For different $N$ we can write down representatives of the equivalence classes.
- $N=1$:
0
,1
- $N=2$:
00
,10
,11
- $N=3$:
000
,100
,110
,111
- $N=4$:
0000
,1000
,1100
,1010
,1110
,1111
- $N=5$:
00000
,10000
,11000
,10100
,11100
,10110
,11110
,11111
- $N=6$:
000000
,100000
,110000
,101000
,100100
,111000
,110100
,110010
,111111
,011111
,001111
,111010
,011011
,101010
With access to these it is possible to define a general invariant function by assigning a value $f([x])$ to each equivalence class $[x]$ and then generally we have $f(x) = f([y])$ if $x \in [y]$. While this allows us to construct invariant functions they are not pleasant or efficient to work with.
With this understanding one can imagine taking each observation $(x, y)$ and mapping to $([x], y)$, so using $\mathcal{D}’ = \{ ([x], y) \vert (x,y) \in \mathcal{D} \}$ as training data.
- Efficiently determining which equivalence class the input $x$ belongs to may be burdensome.
- Where elements of $X$ could be simply expressed as elements of $\mathbb{Z}^N_2$ providing simple coordinates (features) and so a means to define a parametrized family of functions $f_{\theta}$ to optimize over - the quotient $X / \sim_{\phi}$ does not have such obvious coordinates.
Equivalence classes of $\mathbb{Z}_N \rightarrow \mathbb{R}$
Given that the boolean case reduces to a complex combinatorics problem - we can look at a slightly simpler case.
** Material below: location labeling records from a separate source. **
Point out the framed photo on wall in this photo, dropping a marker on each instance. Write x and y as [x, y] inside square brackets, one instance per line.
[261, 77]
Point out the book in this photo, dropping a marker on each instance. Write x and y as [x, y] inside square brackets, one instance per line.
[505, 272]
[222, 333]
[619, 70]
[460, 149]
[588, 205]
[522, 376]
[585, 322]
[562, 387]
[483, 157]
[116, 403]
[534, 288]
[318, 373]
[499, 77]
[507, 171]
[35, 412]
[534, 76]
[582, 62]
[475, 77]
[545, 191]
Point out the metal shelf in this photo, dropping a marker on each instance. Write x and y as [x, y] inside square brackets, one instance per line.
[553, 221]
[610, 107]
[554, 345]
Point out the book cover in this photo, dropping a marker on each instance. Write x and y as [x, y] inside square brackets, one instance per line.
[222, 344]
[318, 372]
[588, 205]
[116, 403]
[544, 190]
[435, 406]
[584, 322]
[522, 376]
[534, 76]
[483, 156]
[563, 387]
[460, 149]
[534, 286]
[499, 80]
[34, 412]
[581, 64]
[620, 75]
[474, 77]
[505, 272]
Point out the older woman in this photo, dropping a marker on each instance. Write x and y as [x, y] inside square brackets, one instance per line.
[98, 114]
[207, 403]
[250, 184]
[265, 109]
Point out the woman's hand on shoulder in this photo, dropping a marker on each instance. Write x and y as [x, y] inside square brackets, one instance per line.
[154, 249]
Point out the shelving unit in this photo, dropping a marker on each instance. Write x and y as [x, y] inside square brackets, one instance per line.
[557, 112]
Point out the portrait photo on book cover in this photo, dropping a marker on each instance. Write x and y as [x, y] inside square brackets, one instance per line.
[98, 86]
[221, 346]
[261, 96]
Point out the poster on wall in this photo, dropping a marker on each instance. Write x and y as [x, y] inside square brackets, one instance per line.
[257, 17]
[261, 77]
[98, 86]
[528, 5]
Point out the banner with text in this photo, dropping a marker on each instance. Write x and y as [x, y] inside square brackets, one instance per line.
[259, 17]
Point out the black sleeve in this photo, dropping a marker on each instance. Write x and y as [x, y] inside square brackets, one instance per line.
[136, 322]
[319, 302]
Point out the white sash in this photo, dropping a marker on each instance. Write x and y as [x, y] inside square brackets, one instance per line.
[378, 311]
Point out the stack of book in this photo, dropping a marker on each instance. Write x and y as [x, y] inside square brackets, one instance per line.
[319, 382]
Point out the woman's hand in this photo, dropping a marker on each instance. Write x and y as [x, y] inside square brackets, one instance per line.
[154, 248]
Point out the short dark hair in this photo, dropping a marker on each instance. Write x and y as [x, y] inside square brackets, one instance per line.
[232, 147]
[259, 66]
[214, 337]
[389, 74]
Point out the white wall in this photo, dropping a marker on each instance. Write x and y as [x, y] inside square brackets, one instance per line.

For functions $\mathbb{Z}_N \rightarrow \mathbb{R}$ what do the quotients look like?
The ‘largest’ part of the quotient can be obtained for all functions having unique maximum. We can qauntify largest using the standard measure on $\mathbb{R}^N$. Denoting the function with unique maximum as $A_{unique}$ - we note that the complement $\mathbb{R}^{N} - A_{unique}$ is contained in $\{x \vert \exists n,m \;\rm{st}\; x(n)=x(m)\}$.
So $\mu(\mathbb{R}^{N} - A_{unique}) \leq \mu(\{x \vert \exists n,m \;\rm{st}\; x(n)=x(m)\}) = 0$
The complement of our set of functions with unique maximum is measure 0.
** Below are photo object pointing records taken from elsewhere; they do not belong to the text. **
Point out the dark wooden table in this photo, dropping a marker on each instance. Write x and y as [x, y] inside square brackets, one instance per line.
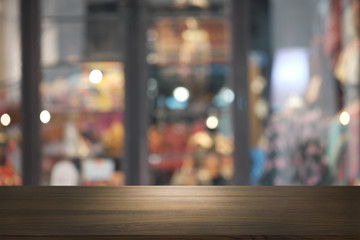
[179, 213]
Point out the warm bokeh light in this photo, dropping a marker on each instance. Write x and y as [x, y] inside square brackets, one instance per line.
[95, 76]
[5, 119]
[212, 122]
[45, 116]
[181, 94]
[228, 95]
[344, 118]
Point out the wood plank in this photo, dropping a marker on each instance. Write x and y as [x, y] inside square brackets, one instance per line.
[179, 211]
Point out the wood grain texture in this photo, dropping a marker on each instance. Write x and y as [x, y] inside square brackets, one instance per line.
[177, 212]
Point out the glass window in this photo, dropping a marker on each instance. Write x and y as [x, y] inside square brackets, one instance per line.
[10, 94]
[190, 133]
[304, 94]
[82, 93]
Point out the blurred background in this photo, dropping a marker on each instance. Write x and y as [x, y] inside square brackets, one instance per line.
[179, 92]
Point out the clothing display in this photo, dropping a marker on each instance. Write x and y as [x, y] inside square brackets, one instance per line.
[296, 149]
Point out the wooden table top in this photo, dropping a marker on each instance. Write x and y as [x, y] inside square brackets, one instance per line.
[176, 212]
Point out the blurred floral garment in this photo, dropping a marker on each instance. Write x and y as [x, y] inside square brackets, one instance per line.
[296, 149]
[8, 176]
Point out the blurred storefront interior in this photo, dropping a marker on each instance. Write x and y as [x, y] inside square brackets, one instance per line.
[179, 92]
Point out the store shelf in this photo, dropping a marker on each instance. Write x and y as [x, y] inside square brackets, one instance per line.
[179, 213]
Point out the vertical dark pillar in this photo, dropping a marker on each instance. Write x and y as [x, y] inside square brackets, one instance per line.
[240, 34]
[135, 150]
[31, 75]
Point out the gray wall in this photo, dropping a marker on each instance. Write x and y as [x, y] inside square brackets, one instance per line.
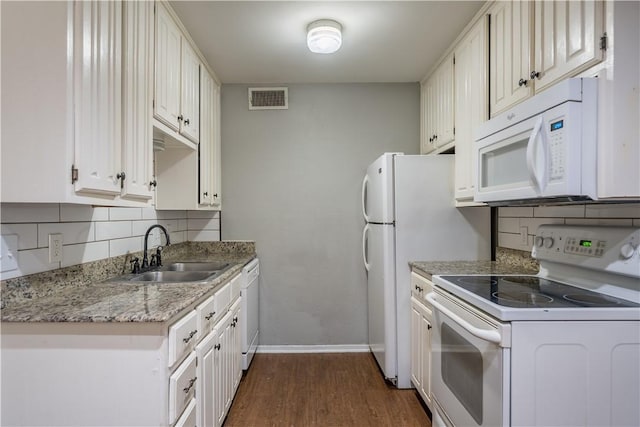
[291, 181]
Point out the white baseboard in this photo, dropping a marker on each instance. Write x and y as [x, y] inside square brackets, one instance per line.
[345, 348]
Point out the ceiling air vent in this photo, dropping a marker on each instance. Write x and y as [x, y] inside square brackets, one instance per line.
[268, 98]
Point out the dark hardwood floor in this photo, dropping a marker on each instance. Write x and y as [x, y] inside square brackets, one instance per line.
[327, 389]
For any element $x$ with unique maximum we can rotate until the maximum is at 0. Any such $x$ is equivalent to an element of the set of functions with unique maximum at 0, $\{x \vert x(0) > x(n) \forall n \neq 0\}$.
We can rather compactly describe the quotient as, $\cup_y \{y\} \times [-\infty, y)^{n-1}$.